16/01/2024 (modifier)
Par Spooky
Note: 4/5
L'avatar du posteur Spooky

Le sujet du harcèlement scolaire n'est pas nouveau en bande dessinée, il est même devenu relativement fréquent ces dernières années comme en témoigne ce thème, mais on n'a jamais trop d'histoires permettant de témoigner, d'accompagner, de comprendre, et de guérir. L'histoire de Juliette est assez exemplaire : suite à la rencontre de sa meilleur copine avec un garçon qui lui plaît, elle se retrouve un peu isolée. d'une nature réservée, pudique, elle se change dans les douches du gymnase plutôt que dans le vestiaire, et c'est là qu'une fille plus à l'aise, plus populaire, mais aussi malveillante en profite pour lui faire une sale blague. (tiens, ça me rappelle un célèbre roman d'horreur) Se retrouvant à moitié nue devant ses camarades, l'une d'entre elles la prend en photo, et à l'heure des réseaux sociaux, le cliché humiliant fait rapidement le tour du collège, et au-delà. Juliette est alors mise à l'index, insultée, harcelée, encore plus isolée. La spirale s'enclenche : déprime, perte d'appétit, résultats scolaires en chute libre, agressivité, idées noires... On ne peut s'empêcher d'avoir de l'empathie pour Juliette, qui est une victime du début à la fin dans cette histoire. Enfin non, pas jusqu'à la fin, car elle décide [ATTENTION SPOILER, mais c'est important], avant que ça ne finisse mal, d'enfin en parler à qui de droit, pour que les responsables, les harceleurs, soient mis face à leurs responsabilités. [FIN SPOILER] Ainsi Aurelle Gaillard propose donc à ses lectrices et lecteurs, qu'ils/elles soient dans la position de Juliette, celle des harceleurs/ses ou d'un témoin de tels agissements, de savoir quoi faire.
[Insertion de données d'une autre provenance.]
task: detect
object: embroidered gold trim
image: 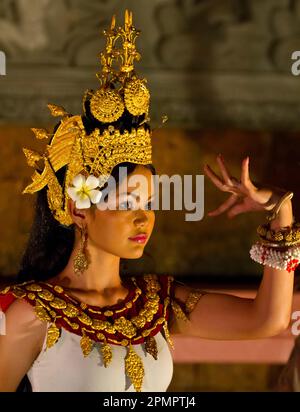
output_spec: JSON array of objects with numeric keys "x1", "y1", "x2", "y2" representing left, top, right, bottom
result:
[{"x1": 2, "y1": 275, "x2": 173, "y2": 391}]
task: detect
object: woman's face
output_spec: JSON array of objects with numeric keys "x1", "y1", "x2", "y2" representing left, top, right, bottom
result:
[{"x1": 86, "y1": 165, "x2": 155, "y2": 259}]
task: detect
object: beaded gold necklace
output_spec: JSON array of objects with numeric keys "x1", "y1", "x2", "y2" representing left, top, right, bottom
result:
[{"x1": 0, "y1": 274, "x2": 176, "y2": 392}]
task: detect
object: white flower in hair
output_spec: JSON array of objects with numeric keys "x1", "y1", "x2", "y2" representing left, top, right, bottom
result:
[{"x1": 67, "y1": 174, "x2": 102, "y2": 209}]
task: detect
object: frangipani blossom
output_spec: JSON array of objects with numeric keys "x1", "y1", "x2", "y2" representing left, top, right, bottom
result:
[{"x1": 67, "y1": 174, "x2": 102, "y2": 209}]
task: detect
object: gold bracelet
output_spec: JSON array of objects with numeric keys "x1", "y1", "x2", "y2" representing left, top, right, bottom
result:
[
  {"x1": 257, "y1": 222, "x2": 300, "y2": 247},
  {"x1": 267, "y1": 192, "x2": 294, "y2": 221},
  {"x1": 185, "y1": 289, "x2": 205, "y2": 314}
]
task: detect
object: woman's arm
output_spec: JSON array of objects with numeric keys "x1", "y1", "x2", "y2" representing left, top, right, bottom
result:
[
  {"x1": 0, "y1": 299, "x2": 46, "y2": 392},
  {"x1": 170, "y1": 156, "x2": 294, "y2": 340}
]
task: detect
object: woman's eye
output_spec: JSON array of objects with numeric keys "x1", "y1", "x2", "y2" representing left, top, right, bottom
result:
[
  {"x1": 146, "y1": 201, "x2": 152, "y2": 210},
  {"x1": 119, "y1": 200, "x2": 132, "y2": 210}
]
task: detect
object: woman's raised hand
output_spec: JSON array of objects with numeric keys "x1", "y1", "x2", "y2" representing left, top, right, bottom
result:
[{"x1": 204, "y1": 155, "x2": 284, "y2": 218}]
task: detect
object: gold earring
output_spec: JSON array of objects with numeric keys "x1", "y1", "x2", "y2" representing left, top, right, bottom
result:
[{"x1": 73, "y1": 228, "x2": 89, "y2": 275}]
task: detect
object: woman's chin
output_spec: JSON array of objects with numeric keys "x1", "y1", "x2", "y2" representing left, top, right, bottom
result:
[{"x1": 123, "y1": 248, "x2": 144, "y2": 259}]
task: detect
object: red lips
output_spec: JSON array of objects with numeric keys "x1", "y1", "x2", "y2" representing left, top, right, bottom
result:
[{"x1": 129, "y1": 233, "x2": 148, "y2": 242}]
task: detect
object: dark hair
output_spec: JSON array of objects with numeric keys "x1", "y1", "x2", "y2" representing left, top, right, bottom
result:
[{"x1": 17, "y1": 108, "x2": 156, "y2": 282}]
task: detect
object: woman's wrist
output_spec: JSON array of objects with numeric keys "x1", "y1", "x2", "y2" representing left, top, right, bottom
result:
[{"x1": 270, "y1": 200, "x2": 294, "y2": 231}]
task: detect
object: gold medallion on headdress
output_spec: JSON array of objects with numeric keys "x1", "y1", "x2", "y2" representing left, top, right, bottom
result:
[
  {"x1": 23, "y1": 10, "x2": 152, "y2": 226},
  {"x1": 90, "y1": 89, "x2": 124, "y2": 123}
]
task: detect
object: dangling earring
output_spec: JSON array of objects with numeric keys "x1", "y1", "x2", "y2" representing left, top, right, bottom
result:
[{"x1": 73, "y1": 227, "x2": 89, "y2": 275}]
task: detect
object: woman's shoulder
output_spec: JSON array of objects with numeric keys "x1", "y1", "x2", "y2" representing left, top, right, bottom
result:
[
  {"x1": 0, "y1": 281, "x2": 45, "y2": 325},
  {"x1": 0, "y1": 284, "x2": 46, "y2": 341}
]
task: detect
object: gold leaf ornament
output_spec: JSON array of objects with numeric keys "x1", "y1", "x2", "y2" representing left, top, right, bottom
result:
[
  {"x1": 23, "y1": 147, "x2": 43, "y2": 167},
  {"x1": 31, "y1": 127, "x2": 49, "y2": 140},
  {"x1": 125, "y1": 344, "x2": 145, "y2": 392},
  {"x1": 124, "y1": 79, "x2": 150, "y2": 116},
  {"x1": 101, "y1": 342, "x2": 112, "y2": 368},
  {"x1": 171, "y1": 300, "x2": 189, "y2": 322},
  {"x1": 145, "y1": 336, "x2": 158, "y2": 360},
  {"x1": 80, "y1": 332, "x2": 93, "y2": 357},
  {"x1": 35, "y1": 303, "x2": 52, "y2": 322},
  {"x1": 47, "y1": 103, "x2": 69, "y2": 117},
  {"x1": 47, "y1": 323, "x2": 60, "y2": 349}
]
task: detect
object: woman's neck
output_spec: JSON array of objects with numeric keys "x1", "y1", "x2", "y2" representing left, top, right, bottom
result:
[{"x1": 52, "y1": 238, "x2": 122, "y2": 294}]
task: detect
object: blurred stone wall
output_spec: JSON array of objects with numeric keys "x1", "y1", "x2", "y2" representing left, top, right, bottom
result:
[{"x1": 0, "y1": 122, "x2": 300, "y2": 279}]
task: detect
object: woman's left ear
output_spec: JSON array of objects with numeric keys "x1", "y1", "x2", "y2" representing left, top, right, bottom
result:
[{"x1": 68, "y1": 199, "x2": 86, "y2": 227}]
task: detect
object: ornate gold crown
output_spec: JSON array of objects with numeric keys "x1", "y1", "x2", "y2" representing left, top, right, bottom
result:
[{"x1": 23, "y1": 10, "x2": 152, "y2": 226}]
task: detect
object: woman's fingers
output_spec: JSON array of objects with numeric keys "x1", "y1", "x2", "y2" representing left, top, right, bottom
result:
[
  {"x1": 208, "y1": 194, "x2": 238, "y2": 216},
  {"x1": 241, "y1": 156, "x2": 255, "y2": 189},
  {"x1": 217, "y1": 154, "x2": 231, "y2": 185},
  {"x1": 204, "y1": 165, "x2": 224, "y2": 191},
  {"x1": 227, "y1": 203, "x2": 245, "y2": 218}
]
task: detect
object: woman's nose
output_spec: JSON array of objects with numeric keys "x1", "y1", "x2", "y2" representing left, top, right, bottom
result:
[{"x1": 134, "y1": 209, "x2": 148, "y2": 226}]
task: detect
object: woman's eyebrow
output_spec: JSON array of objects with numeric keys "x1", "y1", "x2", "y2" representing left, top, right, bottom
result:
[{"x1": 118, "y1": 192, "x2": 154, "y2": 200}]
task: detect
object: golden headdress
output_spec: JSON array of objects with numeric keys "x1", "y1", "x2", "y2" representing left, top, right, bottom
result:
[{"x1": 23, "y1": 10, "x2": 152, "y2": 226}]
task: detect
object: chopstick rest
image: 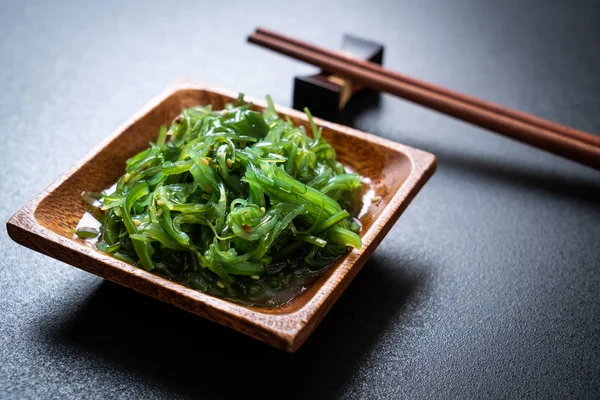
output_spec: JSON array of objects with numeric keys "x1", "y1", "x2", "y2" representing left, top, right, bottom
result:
[
  {"x1": 248, "y1": 28, "x2": 600, "y2": 169},
  {"x1": 293, "y1": 34, "x2": 384, "y2": 121}
]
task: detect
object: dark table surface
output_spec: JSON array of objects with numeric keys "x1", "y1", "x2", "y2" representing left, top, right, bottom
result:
[{"x1": 0, "y1": 0, "x2": 600, "y2": 399}]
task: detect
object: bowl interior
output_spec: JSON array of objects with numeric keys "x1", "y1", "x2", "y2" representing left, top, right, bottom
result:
[{"x1": 35, "y1": 89, "x2": 413, "y2": 314}]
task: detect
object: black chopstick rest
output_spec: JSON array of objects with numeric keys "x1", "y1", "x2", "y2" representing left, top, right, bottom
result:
[{"x1": 293, "y1": 34, "x2": 384, "y2": 120}]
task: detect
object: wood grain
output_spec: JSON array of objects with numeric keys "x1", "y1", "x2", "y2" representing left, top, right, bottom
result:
[
  {"x1": 7, "y1": 79, "x2": 436, "y2": 352},
  {"x1": 248, "y1": 28, "x2": 600, "y2": 169}
]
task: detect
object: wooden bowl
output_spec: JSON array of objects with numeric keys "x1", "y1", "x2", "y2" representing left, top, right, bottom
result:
[{"x1": 7, "y1": 80, "x2": 436, "y2": 352}]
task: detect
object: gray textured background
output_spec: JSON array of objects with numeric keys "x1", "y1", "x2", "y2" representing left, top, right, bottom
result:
[{"x1": 0, "y1": 0, "x2": 600, "y2": 399}]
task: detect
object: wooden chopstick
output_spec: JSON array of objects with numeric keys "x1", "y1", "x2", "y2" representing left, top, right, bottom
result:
[{"x1": 248, "y1": 28, "x2": 600, "y2": 169}]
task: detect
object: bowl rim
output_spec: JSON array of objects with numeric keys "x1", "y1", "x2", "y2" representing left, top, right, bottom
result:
[{"x1": 7, "y1": 78, "x2": 437, "y2": 352}]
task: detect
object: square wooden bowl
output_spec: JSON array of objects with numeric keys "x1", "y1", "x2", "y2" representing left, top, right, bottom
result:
[{"x1": 7, "y1": 80, "x2": 436, "y2": 352}]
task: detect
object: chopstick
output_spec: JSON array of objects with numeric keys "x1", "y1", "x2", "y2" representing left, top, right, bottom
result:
[{"x1": 248, "y1": 28, "x2": 600, "y2": 169}]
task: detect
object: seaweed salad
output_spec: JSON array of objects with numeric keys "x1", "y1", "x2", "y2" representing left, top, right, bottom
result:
[{"x1": 76, "y1": 95, "x2": 361, "y2": 306}]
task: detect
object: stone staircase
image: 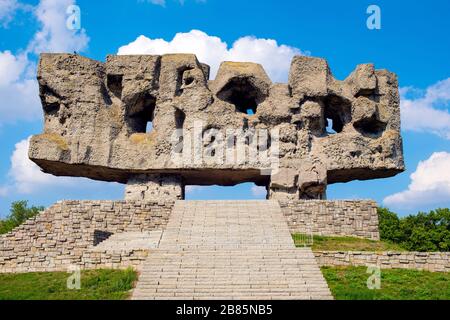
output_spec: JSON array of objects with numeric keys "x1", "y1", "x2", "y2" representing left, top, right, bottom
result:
[{"x1": 132, "y1": 201, "x2": 332, "y2": 300}]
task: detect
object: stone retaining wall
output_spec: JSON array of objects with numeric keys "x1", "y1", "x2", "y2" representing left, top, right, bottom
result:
[
  {"x1": 279, "y1": 200, "x2": 380, "y2": 240},
  {"x1": 0, "y1": 201, "x2": 174, "y2": 272},
  {"x1": 314, "y1": 251, "x2": 450, "y2": 272},
  {"x1": 80, "y1": 249, "x2": 149, "y2": 270}
]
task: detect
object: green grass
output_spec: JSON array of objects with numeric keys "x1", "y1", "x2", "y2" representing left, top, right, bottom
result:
[
  {"x1": 0, "y1": 269, "x2": 137, "y2": 300},
  {"x1": 321, "y1": 267, "x2": 450, "y2": 300},
  {"x1": 292, "y1": 233, "x2": 405, "y2": 251}
]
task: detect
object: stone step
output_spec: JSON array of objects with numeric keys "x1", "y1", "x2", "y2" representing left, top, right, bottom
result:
[{"x1": 128, "y1": 201, "x2": 332, "y2": 300}]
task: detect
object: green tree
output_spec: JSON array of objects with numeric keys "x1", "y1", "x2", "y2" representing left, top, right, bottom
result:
[
  {"x1": 0, "y1": 200, "x2": 44, "y2": 234},
  {"x1": 378, "y1": 208, "x2": 402, "y2": 243},
  {"x1": 378, "y1": 208, "x2": 450, "y2": 251}
]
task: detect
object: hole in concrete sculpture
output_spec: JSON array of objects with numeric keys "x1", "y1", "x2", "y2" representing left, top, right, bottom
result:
[
  {"x1": 325, "y1": 118, "x2": 336, "y2": 134},
  {"x1": 217, "y1": 78, "x2": 265, "y2": 115},
  {"x1": 353, "y1": 116, "x2": 387, "y2": 138},
  {"x1": 185, "y1": 182, "x2": 267, "y2": 200},
  {"x1": 174, "y1": 109, "x2": 186, "y2": 153},
  {"x1": 175, "y1": 66, "x2": 195, "y2": 96},
  {"x1": 323, "y1": 95, "x2": 352, "y2": 133},
  {"x1": 127, "y1": 93, "x2": 156, "y2": 133},
  {"x1": 106, "y1": 74, "x2": 123, "y2": 99}
]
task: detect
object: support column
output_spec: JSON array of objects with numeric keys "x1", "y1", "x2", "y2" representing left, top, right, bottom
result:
[{"x1": 125, "y1": 174, "x2": 184, "y2": 201}]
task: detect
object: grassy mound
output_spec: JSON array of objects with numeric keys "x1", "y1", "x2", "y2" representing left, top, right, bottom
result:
[
  {"x1": 0, "y1": 269, "x2": 137, "y2": 300},
  {"x1": 292, "y1": 233, "x2": 405, "y2": 251},
  {"x1": 321, "y1": 267, "x2": 450, "y2": 300}
]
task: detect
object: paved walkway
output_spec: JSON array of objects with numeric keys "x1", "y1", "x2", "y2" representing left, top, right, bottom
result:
[{"x1": 133, "y1": 201, "x2": 332, "y2": 300}]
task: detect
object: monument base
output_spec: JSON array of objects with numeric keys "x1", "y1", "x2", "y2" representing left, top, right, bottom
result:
[{"x1": 0, "y1": 200, "x2": 379, "y2": 273}]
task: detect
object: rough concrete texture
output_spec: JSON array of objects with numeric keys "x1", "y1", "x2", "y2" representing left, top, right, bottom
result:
[
  {"x1": 29, "y1": 54, "x2": 404, "y2": 200},
  {"x1": 279, "y1": 200, "x2": 380, "y2": 240}
]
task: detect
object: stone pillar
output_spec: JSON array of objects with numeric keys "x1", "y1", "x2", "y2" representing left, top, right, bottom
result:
[
  {"x1": 268, "y1": 168, "x2": 327, "y2": 200},
  {"x1": 125, "y1": 174, "x2": 184, "y2": 201}
]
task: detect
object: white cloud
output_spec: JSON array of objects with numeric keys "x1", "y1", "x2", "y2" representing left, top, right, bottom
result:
[
  {"x1": 0, "y1": 187, "x2": 8, "y2": 197},
  {"x1": 0, "y1": 0, "x2": 19, "y2": 27},
  {"x1": 252, "y1": 185, "x2": 267, "y2": 198},
  {"x1": 0, "y1": 51, "x2": 42, "y2": 123},
  {"x1": 8, "y1": 137, "x2": 125, "y2": 196},
  {"x1": 139, "y1": 0, "x2": 206, "y2": 7},
  {"x1": 400, "y1": 78, "x2": 450, "y2": 139},
  {"x1": 383, "y1": 152, "x2": 450, "y2": 209},
  {"x1": 28, "y1": 0, "x2": 89, "y2": 53},
  {"x1": 0, "y1": 0, "x2": 89, "y2": 124},
  {"x1": 118, "y1": 30, "x2": 303, "y2": 82}
]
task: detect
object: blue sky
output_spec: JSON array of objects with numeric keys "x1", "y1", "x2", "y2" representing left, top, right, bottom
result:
[{"x1": 0, "y1": 0, "x2": 450, "y2": 216}]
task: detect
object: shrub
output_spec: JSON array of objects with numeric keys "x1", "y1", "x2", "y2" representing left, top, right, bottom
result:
[
  {"x1": 0, "y1": 200, "x2": 44, "y2": 234},
  {"x1": 378, "y1": 208, "x2": 450, "y2": 251}
]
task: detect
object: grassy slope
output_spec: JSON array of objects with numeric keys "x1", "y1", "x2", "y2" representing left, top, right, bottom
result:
[
  {"x1": 321, "y1": 267, "x2": 450, "y2": 300},
  {"x1": 0, "y1": 269, "x2": 137, "y2": 300},
  {"x1": 292, "y1": 234, "x2": 405, "y2": 251}
]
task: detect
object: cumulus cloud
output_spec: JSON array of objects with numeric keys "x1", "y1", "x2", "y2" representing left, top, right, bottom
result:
[
  {"x1": 0, "y1": 0, "x2": 89, "y2": 124},
  {"x1": 251, "y1": 185, "x2": 267, "y2": 198},
  {"x1": 0, "y1": 187, "x2": 8, "y2": 197},
  {"x1": 28, "y1": 0, "x2": 89, "y2": 53},
  {"x1": 0, "y1": 0, "x2": 20, "y2": 27},
  {"x1": 383, "y1": 152, "x2": 450, "y2": 209},
  {"x1": 9, "y1": 137, "x2": 123, "y2": 195},
  {"x1": 118, "y1": 30, "x2": 305, "y2": 82},
  {"x1": 0, "y1": 51, "x2": 41, "y2": 123},
  {"x1": 139, "y1": 0, "x2": 206, "y2": 7},
  {"x1": 400, "y1": 78, "x2": 450, "y2": 140}
]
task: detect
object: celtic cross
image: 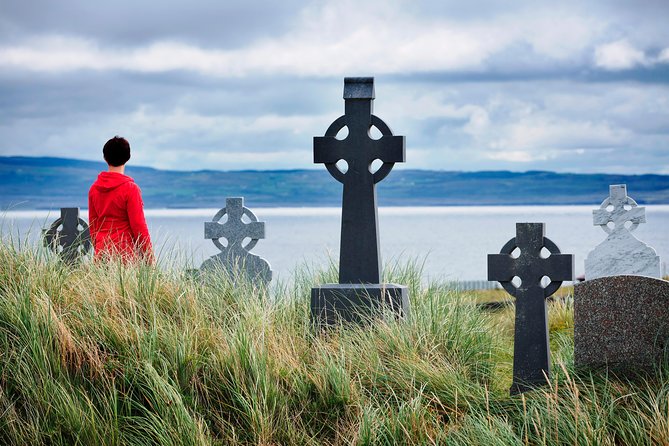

Cette histoire peut être, et a certainement été celle de dizaines, de centaines, de milliers d'adolescentes de par le monde, et la première chose à faire est d'en parler à un adulte. Si le cheminement de l'histoire ce recèle pas vraiment de surprise, elle a tout de même la qualité de l'écriture, la clarté du propos et des situations, qui en font un bon "manuel de la marche à suivre". Camille K., qui n'avait jusque-là réalisé qu'un album en solo, prête son dessin assez expressif, en bichromie, et avec assez peu de décors (mais on s'en fiche, le propos est là avec les personnages) pour servir ce sujet qui n'est plus tabou mais constitue encore un véritable fléau pour la jeunesse. A noter en annexes de nombreuses ressources pour aller plus loin, et surtout, agir, lorsqu'une telle situation se présente. Je valide totalement.